Siempre que los Polos invitaban a algún amigo a comer, Doña Saturna se personaba en la casa desde muy tempranito, y cuando Morales celebraba sus días o los de su mujer, el primer convidado era Polo. Las de Emperador iban a una y otra parte, y en ambas eran muy agasajadas por sus méritos, por su índole modesta, por ser huérfanas de madre y por aquel ángel, aquella mansedumbre graciosa, aquel dejo y saborete de sentimentalismo que tenían.

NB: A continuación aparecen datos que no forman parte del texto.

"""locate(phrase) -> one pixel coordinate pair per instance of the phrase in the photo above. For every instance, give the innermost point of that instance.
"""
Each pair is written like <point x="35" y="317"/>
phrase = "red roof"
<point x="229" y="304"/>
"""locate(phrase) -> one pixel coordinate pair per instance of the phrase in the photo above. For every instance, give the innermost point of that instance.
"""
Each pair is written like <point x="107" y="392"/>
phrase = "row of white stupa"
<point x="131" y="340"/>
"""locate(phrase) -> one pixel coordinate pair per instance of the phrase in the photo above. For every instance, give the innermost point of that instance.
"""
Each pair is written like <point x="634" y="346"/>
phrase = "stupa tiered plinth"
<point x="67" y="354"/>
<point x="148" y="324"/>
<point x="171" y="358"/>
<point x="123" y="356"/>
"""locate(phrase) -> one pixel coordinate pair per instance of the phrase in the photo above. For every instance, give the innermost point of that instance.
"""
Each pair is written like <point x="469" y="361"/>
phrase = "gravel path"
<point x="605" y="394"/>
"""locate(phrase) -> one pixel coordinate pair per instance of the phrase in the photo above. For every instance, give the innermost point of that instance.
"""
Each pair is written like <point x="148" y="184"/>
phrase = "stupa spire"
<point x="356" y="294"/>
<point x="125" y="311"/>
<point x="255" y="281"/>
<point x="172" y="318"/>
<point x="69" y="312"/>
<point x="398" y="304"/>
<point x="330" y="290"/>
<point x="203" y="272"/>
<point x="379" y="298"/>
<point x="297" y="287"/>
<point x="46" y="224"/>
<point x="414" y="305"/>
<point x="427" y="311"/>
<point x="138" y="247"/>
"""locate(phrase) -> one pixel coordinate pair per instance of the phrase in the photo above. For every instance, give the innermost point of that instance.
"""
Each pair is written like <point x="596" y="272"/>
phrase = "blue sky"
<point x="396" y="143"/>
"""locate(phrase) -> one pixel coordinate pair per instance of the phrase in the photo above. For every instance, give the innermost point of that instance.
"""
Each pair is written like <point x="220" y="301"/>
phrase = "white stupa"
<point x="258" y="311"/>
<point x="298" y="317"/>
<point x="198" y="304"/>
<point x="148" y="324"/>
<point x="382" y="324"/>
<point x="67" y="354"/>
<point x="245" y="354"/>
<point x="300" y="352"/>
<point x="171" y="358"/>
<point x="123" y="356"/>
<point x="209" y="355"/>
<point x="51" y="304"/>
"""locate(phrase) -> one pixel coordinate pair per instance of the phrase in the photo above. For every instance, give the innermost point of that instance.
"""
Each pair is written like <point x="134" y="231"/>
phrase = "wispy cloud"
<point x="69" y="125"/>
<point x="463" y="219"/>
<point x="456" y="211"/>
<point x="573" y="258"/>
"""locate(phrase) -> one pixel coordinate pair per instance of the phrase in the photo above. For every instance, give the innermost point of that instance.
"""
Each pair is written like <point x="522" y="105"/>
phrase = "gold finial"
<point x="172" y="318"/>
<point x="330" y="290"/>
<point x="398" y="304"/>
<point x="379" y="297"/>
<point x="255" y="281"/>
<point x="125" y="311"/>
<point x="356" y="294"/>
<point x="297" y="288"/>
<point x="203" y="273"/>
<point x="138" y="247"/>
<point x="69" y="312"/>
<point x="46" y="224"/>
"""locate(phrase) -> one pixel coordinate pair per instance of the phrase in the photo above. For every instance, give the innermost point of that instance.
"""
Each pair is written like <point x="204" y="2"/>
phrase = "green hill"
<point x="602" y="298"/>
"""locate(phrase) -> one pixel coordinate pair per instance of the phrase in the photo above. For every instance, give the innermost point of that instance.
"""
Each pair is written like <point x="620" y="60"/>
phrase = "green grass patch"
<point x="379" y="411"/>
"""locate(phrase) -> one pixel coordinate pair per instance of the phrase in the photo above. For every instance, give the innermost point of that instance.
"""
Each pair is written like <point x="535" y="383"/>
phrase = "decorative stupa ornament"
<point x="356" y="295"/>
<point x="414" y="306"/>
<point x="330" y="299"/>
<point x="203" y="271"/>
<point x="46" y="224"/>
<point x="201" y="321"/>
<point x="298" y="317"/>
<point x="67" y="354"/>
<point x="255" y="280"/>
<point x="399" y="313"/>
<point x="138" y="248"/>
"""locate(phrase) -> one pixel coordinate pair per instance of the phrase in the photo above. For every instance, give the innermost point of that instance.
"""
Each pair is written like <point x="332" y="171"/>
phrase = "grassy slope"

Marcelina Polo las quería entrañablemente, y hacía para ellas laborcillas de gancho, corbatas y mil enredos y regalitos. Ya que hemos nombrado a la hermana del capellán, conviene decir que esta señora, de más edad que D. Pedro, era lo que en toda la amplitud de la palabra se llama una mujer fea. Su cara se salía ya de los términos de la estética y era verdaderamente una cara ilícita, esto es, que quedaba debajo del fuero del poder judicial. Debía, por consiguiente, recaer sobre ella la prohibición de mostrarse en público. Así lo conocía la dueña de aquel monumento azteca, y ni tenía en su habitación espejos que se lo reprodujeran, ni salía más que para ir a la iglesia o a visitar amigas de confianza. Era una persona insignificante, pero que tratada de cerca inspiraba algunas simpatías. Ocupábase de cuidar la casa, de hacer obras de mano, generalmente de poco mérito, y de rezar, escribir cartitas a las monjas o enredar un poco en la sacristía de la iglesia. Resumiendo todo lo que nos dice Clío respecto a estas tres personas, nos resulta que se avenían y ajustaban maravillosamente, viviendo bajo un mismo techo y amándose con ardor, tres diferentes pasiones: Gula, Lotería, Religión.